On Thu, Jun 5, 2014 at 11:41 PM, Nathaniel Smith <njs@pobox.com> wrote:
On Thu, Jun 5, 2014 at 3:36 AM, Charles R Harris
<charlesr.harris@gmail.com> wrote:
> @nathaniel IIRC, one of the objections to the missing values work was that
> it changed the underlying array object by adding a couple of variables to
> the structure. I'm willing to do that sort of thing, but it would be good to
> have general agreement that that is acceptable.

I can't think of reason why adding new variables to the structure *per
se* would be objectionable to anyone? IIRC the objection you're
thinking of wasn't to the existence of new variables, but to their
effect on compatibility: their semantics meant that every piece of
legacy C code that worked with ndarrays had to be updated to check for
the new variables before it could correctly interpret the ->data
field, and if it wasn't updated it would just return incorrect
results. And there wasn't really a clear story for how we were going
to detect and fix all this legacy code. This specific kind of
compatibility break does seem pretty objectionable, but that's because
of the details of its behaviour, not because variables in general are
problematic, I think.

> As to blaze/dynd, I'd like to steal bits here and there, and maybe in the
> long term base numpy on top of it with a compatibility layer. There is a lot
> of thought and effort that has gone into those projects and we should use
> what we can. As is, I think numpy is good for another five to ten years and
> will probably hang on for fifteen, but it will be outdated by the end of
> that period. Like great whites, we need to keep swimming just to have
> oxygen. Software projects tend to be obligate ram ventilators.
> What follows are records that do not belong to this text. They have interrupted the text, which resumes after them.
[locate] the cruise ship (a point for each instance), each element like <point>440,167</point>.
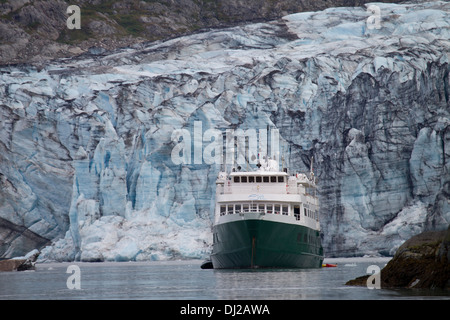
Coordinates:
<point>266,219</point>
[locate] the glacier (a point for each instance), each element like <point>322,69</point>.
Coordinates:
<point>86,171</point>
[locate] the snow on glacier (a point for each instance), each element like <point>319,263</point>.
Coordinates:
<point>86,142</point>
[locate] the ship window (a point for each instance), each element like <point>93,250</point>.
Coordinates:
<point>277,209</point>
<point>297,212</point>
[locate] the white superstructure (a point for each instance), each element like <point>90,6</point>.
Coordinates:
<point>267,194</point>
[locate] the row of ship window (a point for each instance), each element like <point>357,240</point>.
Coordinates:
<point>269,208</point>
<point>258,179</point>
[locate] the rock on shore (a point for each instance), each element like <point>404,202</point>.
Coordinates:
<point>20,263</point>
<point>421,262</point>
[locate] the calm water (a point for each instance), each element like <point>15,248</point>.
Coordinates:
<point>177,280</point>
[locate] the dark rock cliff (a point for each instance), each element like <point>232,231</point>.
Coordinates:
<point>36,31</point>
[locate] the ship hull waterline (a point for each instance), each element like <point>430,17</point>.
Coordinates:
<point>256,243</point>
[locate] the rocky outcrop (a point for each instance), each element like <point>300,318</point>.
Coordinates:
<point>20,264</point>
<point>36,31</point>
<point>421,262</point>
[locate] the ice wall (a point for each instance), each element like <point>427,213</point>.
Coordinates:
<point>86,143</point>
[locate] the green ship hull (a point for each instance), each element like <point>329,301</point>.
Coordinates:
<point>257,243</point>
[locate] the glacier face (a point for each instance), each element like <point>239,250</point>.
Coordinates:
<point>86,167</point>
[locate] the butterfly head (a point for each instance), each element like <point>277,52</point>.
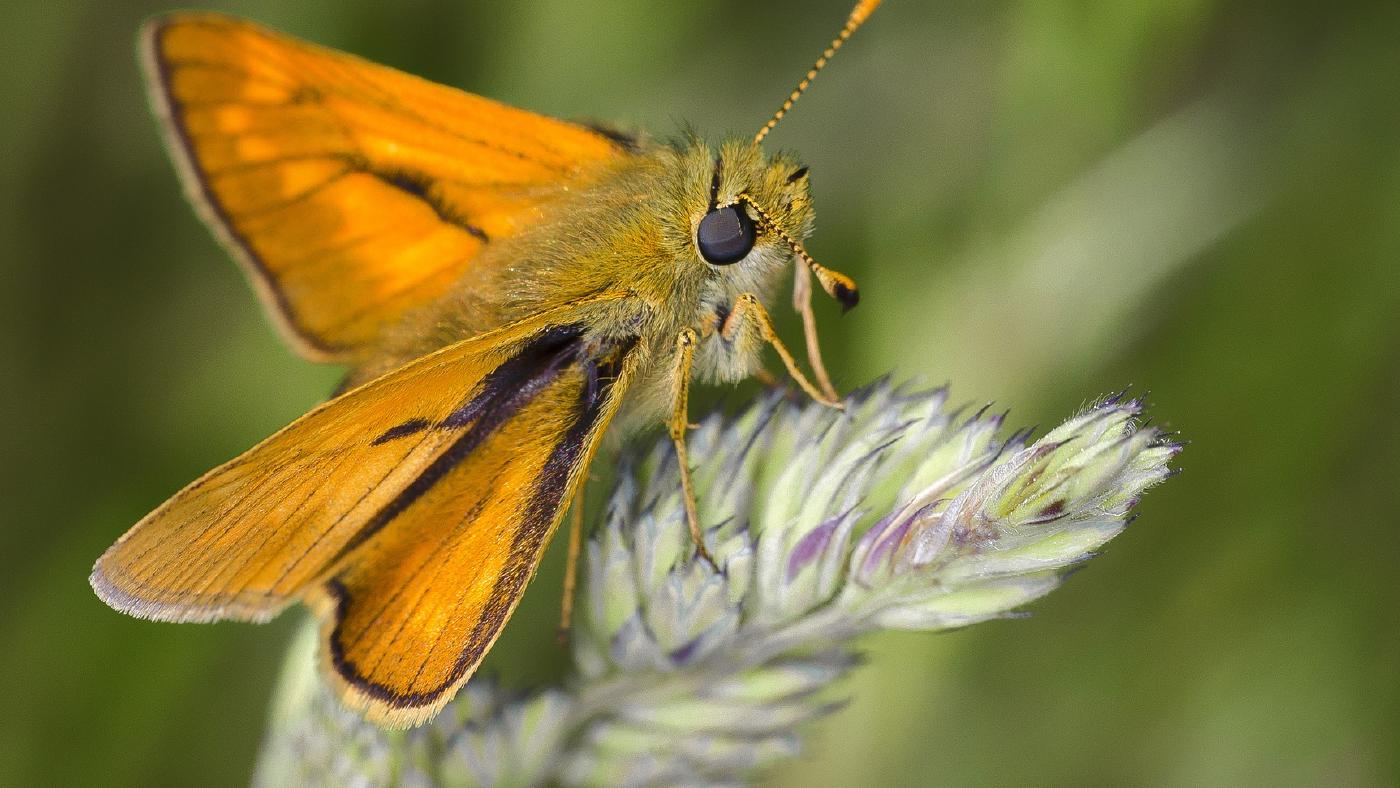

I worry a bit that this could become a self-fulfilling prophecy.
Plenty of software survives longer than that; the Linux kernel hasn't
had a "real" major number increase [1] since 2.6.0, more than 10 years
ago, and it's still an extraordinarily vital project. Partly this is
because they have resources we don't etc., but partly it's just
because they've decided that incremental change is how they're going
to do things, and approached each new feature with that in mind. And
in ten years they haven't yet found any features that required a
serious compatibility break.

This is a pretty minor worry though -- we don't have to agree about
what will happen in 10 years to agree about what to do now :-).

[1] http://www.pcmag.com/article2/0,2817,2388926,00.asp

> The Python 3 experience is definitely something we want to avoid. And while
> blaze does big data and offers some nice features, I don't know that it
> offers compelling reasons to upgrade to the more ordinary user at this time,
> so I'd like to sort of slip it into numpy if possible.
>
> If we do start moving numpy forward in more radical steps, we should try to
> have some agreement beforehand as to what sort of changes are acceptable.
> For instance, to maintain backward compatibility, is it sufficient that a
> recompile will do the job, or do we require forward compatibility for
> extensions compiled against earlier releases?

I find it hard to discuss these things in general, since specific
compatibility issues usually involve complicated trade-offs -- will
every package have to recompile or just some of them, if they don't
will it be a nice error message or a segfault, is there some way we
can issue warnings ahead of time for the offending behaviour, etc.
etc.

That said, my vote is that if there's a change that (a) can't be done
some other way, (b) requires a recompile, (c) doesn't cause segfaults
but rather produces some sensible error message like "ABI mismatch
please recompile", (d) is a change that's worth the bother (this
determination to include at least canvassing the list to check that
users in general agree that it's worth it), then yeah we should do it.
I don't anticipate that this will happen very often given how far
we've gotten without it, but yeah.

Changing the ABI 'safely' (i.e. raise a python exception if changed) is already handled in numpy. We can always increase the ABI version if we think it is worth it 

David